Klagen über Staatsspionage gegen Journalisten "Der Inlandsgeheimdienst ist nicht die Stasi"

Der damalige Innenminister Brice Hortefeux beteuert vor der Nationalversammlung: "Der Inlandsgeheimdienst ist nicht die Stasi. Es ist nicht seine Aufgabe, Journalisten zu verfolgen." Eine Staatssekretärin sagt, die Überwachung von Journalisten sei ein "altes französisches Hirngespinst", das die Medien nährten.

Heute sieht alles ein wenig anders aus. Die Pariser Untersuchungsrichterin Sylvia Zimmermann hat herausgefunden, dass der Inlandsgeheimdienst sehr wohl einem Le-Monde-Journalisten hinterherspioniert hat. Er ließ sich von der französischen Telecom die Handy-Verbindungsdaten des Journalisten Gérard Davet geben. So kamen die Fahnder dem Beamten im Justizministerium auf die Schliche.

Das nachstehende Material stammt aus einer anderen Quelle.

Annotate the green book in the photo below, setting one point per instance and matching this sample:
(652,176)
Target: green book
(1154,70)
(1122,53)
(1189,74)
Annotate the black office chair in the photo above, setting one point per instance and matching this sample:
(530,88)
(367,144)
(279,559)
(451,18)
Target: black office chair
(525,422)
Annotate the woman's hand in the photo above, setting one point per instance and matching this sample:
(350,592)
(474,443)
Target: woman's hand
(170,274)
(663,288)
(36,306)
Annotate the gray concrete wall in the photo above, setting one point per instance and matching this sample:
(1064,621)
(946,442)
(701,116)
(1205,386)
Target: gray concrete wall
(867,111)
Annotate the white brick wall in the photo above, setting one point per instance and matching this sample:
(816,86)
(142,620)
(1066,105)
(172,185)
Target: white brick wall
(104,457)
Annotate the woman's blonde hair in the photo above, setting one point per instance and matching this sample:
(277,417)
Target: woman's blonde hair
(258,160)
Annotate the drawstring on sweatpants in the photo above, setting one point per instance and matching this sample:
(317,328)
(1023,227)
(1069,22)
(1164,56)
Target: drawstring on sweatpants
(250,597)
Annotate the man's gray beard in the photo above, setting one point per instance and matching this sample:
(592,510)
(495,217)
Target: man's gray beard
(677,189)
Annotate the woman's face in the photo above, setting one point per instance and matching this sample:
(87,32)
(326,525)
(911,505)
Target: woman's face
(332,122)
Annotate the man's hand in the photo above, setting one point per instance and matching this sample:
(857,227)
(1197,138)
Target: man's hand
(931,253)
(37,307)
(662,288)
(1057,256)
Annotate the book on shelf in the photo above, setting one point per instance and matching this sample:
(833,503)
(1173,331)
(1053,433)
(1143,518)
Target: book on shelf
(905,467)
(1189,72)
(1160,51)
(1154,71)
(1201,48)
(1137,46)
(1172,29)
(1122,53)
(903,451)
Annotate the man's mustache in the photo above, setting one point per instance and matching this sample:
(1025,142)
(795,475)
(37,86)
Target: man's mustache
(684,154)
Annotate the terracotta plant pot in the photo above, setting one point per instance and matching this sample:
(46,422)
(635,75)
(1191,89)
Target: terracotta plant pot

Für die linksliberale Presse ist nun klar: Die Regierung hat gelogen, der Geheimdienst hat geschnüffelt, die Pressefreiheit wurde verletzt. "Der Quellenschutz ist die Grundlage der Informationsfreiheit", schreibt Le Monde. "Wer sie verletzt, verweigert den Medien ihre Rolle als Gegengewicht." Der Verdacht sei erhärtet, dass es an der Spitze des Staates ein "cabinet noir", eine "Schattenregierung", gebe. Damit werden Erinnerungen an die Zeit des sozialistischen Präsidenten François Mitterrand wach, der Journalisten illegal abhören ließ. Die Libération titelt auf Seite Eins: "Staatslügner." Mediaset sieht den Verdacht bestätigt, "dass Journalisten allgemein ausspioniert werden".

Die heute oppositionellen Sozialisten fordern Aufklärung. Der Präsidentschaftsbewerber François Hollande spottet: "Nicolas Sarkozy wollte an der Spitze einer tadellosen Republik stehen, nun ist er das Oberhaupt eines verdächtigen Staates." Hollandes Ex-Lebensgefährtin und innerparteiliche Konkurrentin Ségolène Royal fordert, die verantwortlichen Minister strafrechtlich zu verfolgen. Auf die Frage, ob sie damit auch Innenminister Guéant meine, sagt sie: "Aber sicher."

Die Untersuchungsrichterin Zimmermann muss nun herausfinden, wer alles für die Ausforschung des Le-Monde-Journalisten verantwortlich ist. Außerdem muss sie klären, ob damit Straftaten begangen wurden. Das französische Recht schützt zwar die Quellen der Journalisten, bedroht Menschen, die gegen diesen Quellenschutz verstoßen, aber nicht mit Strafe.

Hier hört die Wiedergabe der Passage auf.